Background: The search for compounds that can prevent cold stress-attributed apoptosis is of immediate interest. In this regard, the use of neuropeptides, in particular synthetic leu-enkephalin, as protectors is promising, due to their ability to prevent the development of apoptosis under some stresses.
Objective: To study apoptotic phenomena after cold stress and to evaluate the protective effect of dalargin on these processes.
Materials and methods: The study was performed on a L929 fibroblast line. The impact of cold stress and the protective effect of dalargin on apoptosis against cold stress were evaluated using morphological parameters, distortion of cell membrane asymmetry and release of cytochrome C into the cell cytoplasm. To assess the proliferative potential of fibroblasts, mechanical damage to the monolayer was modeled as a scratch wound.

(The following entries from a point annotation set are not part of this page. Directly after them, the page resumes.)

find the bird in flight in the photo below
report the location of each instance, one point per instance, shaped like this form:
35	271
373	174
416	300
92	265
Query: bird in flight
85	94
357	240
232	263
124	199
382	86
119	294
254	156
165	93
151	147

Results: The study showed that cold stress induced apoptosis in L929 fibroblasts and reduced proliferation in the fibroblast monolayers. Conspicuous apoptotic changes were found to develop only after a certain time after cold exposure, when the cells were returned to normothermia. Dalargin was demonstrated to exert a protective effect on proliferation and against apoptosis during cold stress. Using the opioid receptor antagonist naloxone, we revealed that the protective mechanism of dalargin appeared to be due to activation of delta-opioid receptors of L929 fibroblasts, which affected the development of apoptosis.
Conclusion: In addition to their fundamental value, these findings are of practical importance since neuropeptides, in particular dalargin, added to perfusion solutions and media for hypothermic preservation of organs and cells, can improve their efficiency. Doi.org/10.54680/fr23610110212.